Dollar Store Investors See Green in a Sea of Red This Week

(Bloomberg) -- Dollar Tree Inc. and Dollar General Corp. are among the best performers so far this week in the broadly negative S&P 500 Index as fears escalate that the U.S. economy could be slipping into a coronavirus-driven recession.

“In general, dollar stores execute better in a recession,” Loop Capital analyst Anthony Chukumba said Wednesday in a phone interview. Consumers tend to “trade down from higher-priced alternatives” like grocery stores, pharmacies, and even discount retailers such as Walmart Inc. and Target Corp., because they tend to make smaller purchases, he said.

Chukumba favors Dollar General, which gets the vast majority of its sales from consumables. He rates the stock a buy. He has a sell rating on Dollar Tree, which has faced challenges integrating the Family Dollar chain it bought in 2015. Dollar General reports fourth-quarter results Thursday morning.

Dollar Store Investors See Green in a Sea of Red This Week

The chance of a U.S. recession within the next 12 months has surged to the highest reading since the country exited the last downturn in 2009, according to a Bloomberg Economics model.
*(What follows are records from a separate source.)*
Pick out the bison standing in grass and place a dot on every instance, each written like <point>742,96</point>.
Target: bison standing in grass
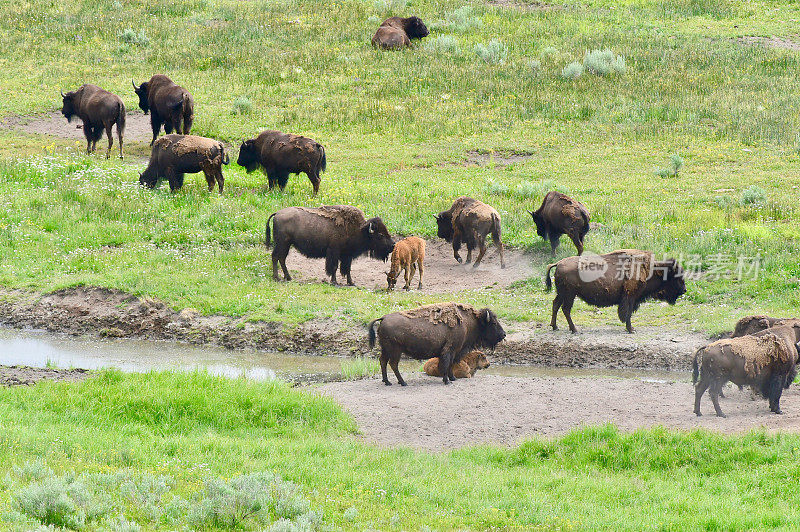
<point>280,154</point>
<point>469,220</point>
<point>625,278</point>
<point>338,233</point>
<point>558,215</point>
<point>175,155</point>
<point>99,110</point>
<point>169,105</point>
<point>395,33</point>
<point>448,331</point>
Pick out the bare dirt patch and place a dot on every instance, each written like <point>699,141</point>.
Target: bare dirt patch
<point>25,376</point>
<point>492,409</point>
<point>442,272</point>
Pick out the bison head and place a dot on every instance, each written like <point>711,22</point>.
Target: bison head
<point>248,156</point>
<point>415,28</point>
<point>379,243</point>
<point>491,332</point>
<point>444,221</point>
<point>141,92</point>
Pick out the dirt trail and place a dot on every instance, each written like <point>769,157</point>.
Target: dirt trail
<point>488,408</point>
<point>442,272</point>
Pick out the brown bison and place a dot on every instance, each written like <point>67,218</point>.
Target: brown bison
<point>469,221</point>
<point>448,331</point>
<point>280,154</point>
<point>339,233</point>
<point>558,215</point>
<point>396,32</point>
<point>408,254</point>
<point>168,104</point>
<point>625,277</point>
<point>766,361</point>
<point>175,155</point>
<point>99,110</point>
<point>464,369</point>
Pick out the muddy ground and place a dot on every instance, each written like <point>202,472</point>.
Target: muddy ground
<point>25,376</point>
<point>493,409</point>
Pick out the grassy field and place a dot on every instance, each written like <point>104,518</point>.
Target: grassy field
<point>162,450</point>
<point>397,128</point>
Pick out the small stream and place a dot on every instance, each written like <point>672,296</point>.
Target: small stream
<point>43,349</point>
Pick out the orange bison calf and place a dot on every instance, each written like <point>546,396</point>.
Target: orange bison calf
<point>464,369</point>
<point>408,254</point>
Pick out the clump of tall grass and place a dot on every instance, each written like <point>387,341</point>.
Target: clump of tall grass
<point>493,52</point>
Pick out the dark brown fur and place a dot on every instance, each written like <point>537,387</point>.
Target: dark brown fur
<point>558,215</point>
<point>169,105</point>
<point>469,220</point>
<point>665,284</point>
<point>175,155</point>
<point>99,110</point>
<point>338,233</point>
<point>280,154</point>
<point>419,337</point>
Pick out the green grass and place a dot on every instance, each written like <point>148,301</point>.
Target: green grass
<point>188,430</point>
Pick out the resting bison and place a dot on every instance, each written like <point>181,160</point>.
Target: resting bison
<point>408,254</point>
<point>280,154</point>
<point>339,233</point>
<point>396,32</point>
<point>464,369</point>
<point>174,155</point>
<point>99,110</point>
<point>558,215</point>
<point>168,104</point>
<point>766,362</point>
<point>470,220</point>
<point>448,331</point>
<point>625,277</point>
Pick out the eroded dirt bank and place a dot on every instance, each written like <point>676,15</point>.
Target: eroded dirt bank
<point>112,313</point>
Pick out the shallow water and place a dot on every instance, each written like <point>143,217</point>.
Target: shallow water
<point>42,349</point>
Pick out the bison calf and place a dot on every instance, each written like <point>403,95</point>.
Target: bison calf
<point>396,32</point>
<point>558,215</point>
<point>464,369</point>
<point>469,220</point>
<point>99,110</point>
<point>448,331</point>
<point>625,278</point>
<point>175,155</point>
<point>280,154</point>
<point>408,254</point>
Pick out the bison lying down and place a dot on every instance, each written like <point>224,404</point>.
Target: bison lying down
<point>464,369</point>
<point>175,155</point>
<point>765,361</point>
<point>625,278</point>
<point>339,233</point>
<point>448,331</point>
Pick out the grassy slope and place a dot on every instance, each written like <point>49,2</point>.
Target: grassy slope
<point>392,123</point>
<point>192,427</point>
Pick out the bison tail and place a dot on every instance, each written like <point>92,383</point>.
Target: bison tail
<point>267,237</point>
<point>372,332</point>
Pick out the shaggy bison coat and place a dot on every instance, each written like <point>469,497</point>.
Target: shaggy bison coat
<point>339,233</point>
<point>280,154</point>
<point>99,110</point>
<point>396,32</point>
<point>766,361</point>
<point>561,215</point>
<point>625,278</point>
<point>169,105</point>
<point>463,369</point>
<point>448,331</point>
<point>175,155</point>
<point>408,255</point>
<point>469,220</point>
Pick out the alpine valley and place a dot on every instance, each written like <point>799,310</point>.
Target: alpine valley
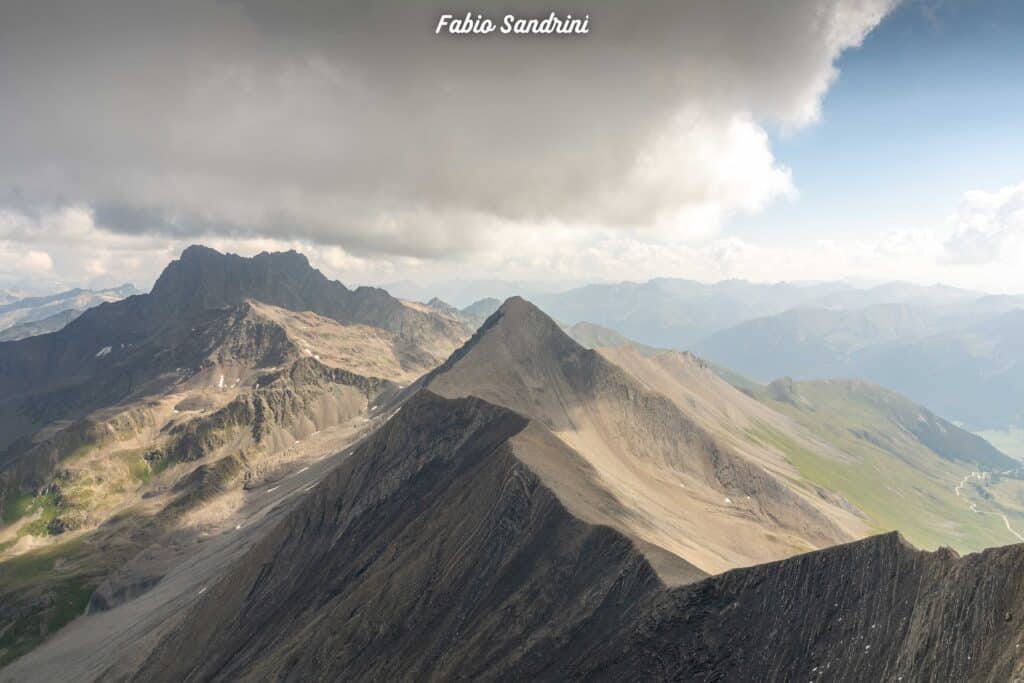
<point>253,472</point>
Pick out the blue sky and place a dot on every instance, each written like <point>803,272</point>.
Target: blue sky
<point>930,107</point>
<point>677,140</point>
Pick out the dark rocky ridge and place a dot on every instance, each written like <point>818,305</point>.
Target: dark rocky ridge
<point>435,554</point>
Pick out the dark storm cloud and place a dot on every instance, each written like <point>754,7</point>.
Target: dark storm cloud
<point>351,123</point>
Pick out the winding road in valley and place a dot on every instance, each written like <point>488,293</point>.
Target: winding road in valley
<point>981,476</point>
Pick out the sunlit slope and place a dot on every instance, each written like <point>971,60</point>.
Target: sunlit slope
<point>904,464</point>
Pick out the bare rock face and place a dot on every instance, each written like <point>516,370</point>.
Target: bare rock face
<point>432,553</point>
<point>435,553</point>
<point>204,279</point>
<point>667,469</point>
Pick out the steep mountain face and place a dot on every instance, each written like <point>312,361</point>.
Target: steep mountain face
<point>33,309</point>
<point>438,553</point>
<point>873,610</point>
<point>433,534</point>
<point>232,401</point>
<point>204,279</point>
<point>69,373</point>
<point>685,491</point>
<point>148,416</point>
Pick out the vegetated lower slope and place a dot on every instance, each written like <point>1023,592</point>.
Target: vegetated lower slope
<point>892,460</point>
<point>128,423</point>
<point>906,468</point>
<point>963,361</point>
<point>438,552</point>
<point>81,500</point>
<point>685,489</point>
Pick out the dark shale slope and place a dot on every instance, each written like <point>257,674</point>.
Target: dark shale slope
<point>437,554</point>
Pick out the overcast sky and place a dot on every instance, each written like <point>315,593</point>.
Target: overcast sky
<point>768,140</point>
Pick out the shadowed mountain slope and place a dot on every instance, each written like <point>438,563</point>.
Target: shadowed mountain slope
<point>437,553</point>
<point>685,491</point>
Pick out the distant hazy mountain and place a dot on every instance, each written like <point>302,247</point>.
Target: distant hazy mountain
<point>254,472</point>
<point>41,327</point>
<point>965,360</point>
<point>678,313</point>
<point>32,309</point>
<point>462,293</point>
<point>594,336</point>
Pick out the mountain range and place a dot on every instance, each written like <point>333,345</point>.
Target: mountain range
<point>918,340</point>
<point>256,472</point>
<point>23,316</point>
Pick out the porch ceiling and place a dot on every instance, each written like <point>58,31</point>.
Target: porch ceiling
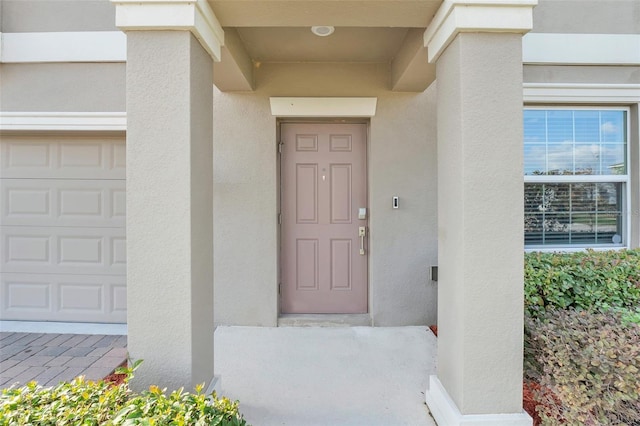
<point>367,31</point>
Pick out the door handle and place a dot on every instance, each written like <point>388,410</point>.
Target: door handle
<point>362,232</point>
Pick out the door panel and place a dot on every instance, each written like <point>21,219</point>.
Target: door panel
<point>62,229</point>
<point>323,186</point>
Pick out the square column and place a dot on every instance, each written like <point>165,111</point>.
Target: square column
<point>169,194</point>
<point>480,213</point>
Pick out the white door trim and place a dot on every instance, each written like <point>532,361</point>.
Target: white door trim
<point>323,107</point>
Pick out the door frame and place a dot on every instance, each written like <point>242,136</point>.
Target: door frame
<point>321,120</point>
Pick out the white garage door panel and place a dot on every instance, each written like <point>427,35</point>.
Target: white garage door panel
<point>62,229</point>
<point>71,158</point>
<point>63,250</point>
<point>60,202</point>
<point>63,297</point>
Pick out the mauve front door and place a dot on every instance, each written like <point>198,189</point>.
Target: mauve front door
<point>324,256</point>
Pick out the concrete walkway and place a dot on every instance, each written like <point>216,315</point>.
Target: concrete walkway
<point>327,376</point>
<point>50,358</point>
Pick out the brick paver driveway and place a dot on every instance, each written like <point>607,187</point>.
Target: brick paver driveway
<point>53,358</point>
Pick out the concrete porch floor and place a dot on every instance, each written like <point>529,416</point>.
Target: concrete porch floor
<point>327,375</point>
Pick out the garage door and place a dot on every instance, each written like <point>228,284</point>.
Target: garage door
<point>62,229</point>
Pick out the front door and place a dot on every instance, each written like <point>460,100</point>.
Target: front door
<point>324,226</point>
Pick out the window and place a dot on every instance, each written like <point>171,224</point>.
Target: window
<point>576,177</point>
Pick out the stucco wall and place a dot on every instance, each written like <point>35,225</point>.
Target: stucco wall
<point>57,15</point>
<point>587,16</point>
<point>63,87</point>
<point>402,162</point>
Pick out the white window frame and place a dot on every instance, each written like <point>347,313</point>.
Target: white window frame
<point>624,179</point>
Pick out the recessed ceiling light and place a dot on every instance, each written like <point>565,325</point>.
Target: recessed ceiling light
<point>323,30</point>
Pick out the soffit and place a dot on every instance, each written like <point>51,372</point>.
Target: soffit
<point>343,13</point>
<point>299,44</point>
<point>366,31</point>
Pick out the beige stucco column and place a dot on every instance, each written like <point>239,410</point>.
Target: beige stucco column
<point>478,54</point>
<point>170,50</point>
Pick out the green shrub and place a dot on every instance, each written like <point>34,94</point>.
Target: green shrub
<point>589,365</point>
<point>98,403</point>
<point>582,280</point>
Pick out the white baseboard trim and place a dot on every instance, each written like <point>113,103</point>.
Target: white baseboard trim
<point>446,413</point>
<point>62,327</point>
<point>63,121</point>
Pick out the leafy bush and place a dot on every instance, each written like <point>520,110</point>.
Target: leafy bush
<point>582,280</point>
<point>99,403</point>
<point>588,365</point>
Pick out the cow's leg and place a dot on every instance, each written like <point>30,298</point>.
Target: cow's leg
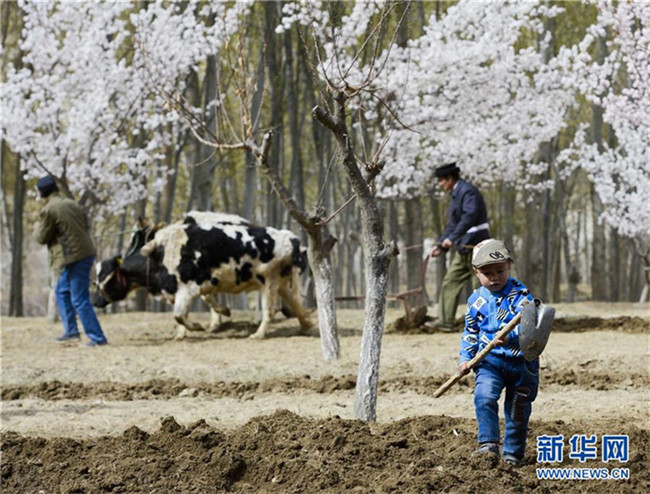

Morgan Stanley analyst Simeon Gutman wrote earlier this week that discount/dollar stores are among retail segments “least vulnerable” to an economic slowdown. Comparable-store sales -- a key retail metric -- for discount/dollar stores have had a negative correlation to changes in gross domestic product growth since 1992, he said. According to U.S. Census retail sales for the same period, grocery and auto parts have 0.20 and 0.44 correlations, respectively. “Logically, retailers in these segments should have the lowest earnings sensitivities to any slowdown in GDP growth.”

In addition, dollar stores have been benefiting from panic buying caused by coronavirus fears, Bloomberg Intelligence analyst Jennifer Bartashus wrote in an email. “Many shoppers at these stores are hourly workers, so there may be some fear of lost wages on the horizon.”

Only a handful of stocks in the S&P 500 are in positive territory this week. Dollar Tree shares are up more 5%, after hitting a two-year low on Thursday, while Dollar General has gained less than 1%. Auto parts retailers O’Reilly Automotive Inc., Autozone Inc. and Genuine Parts Co. have also outperformed.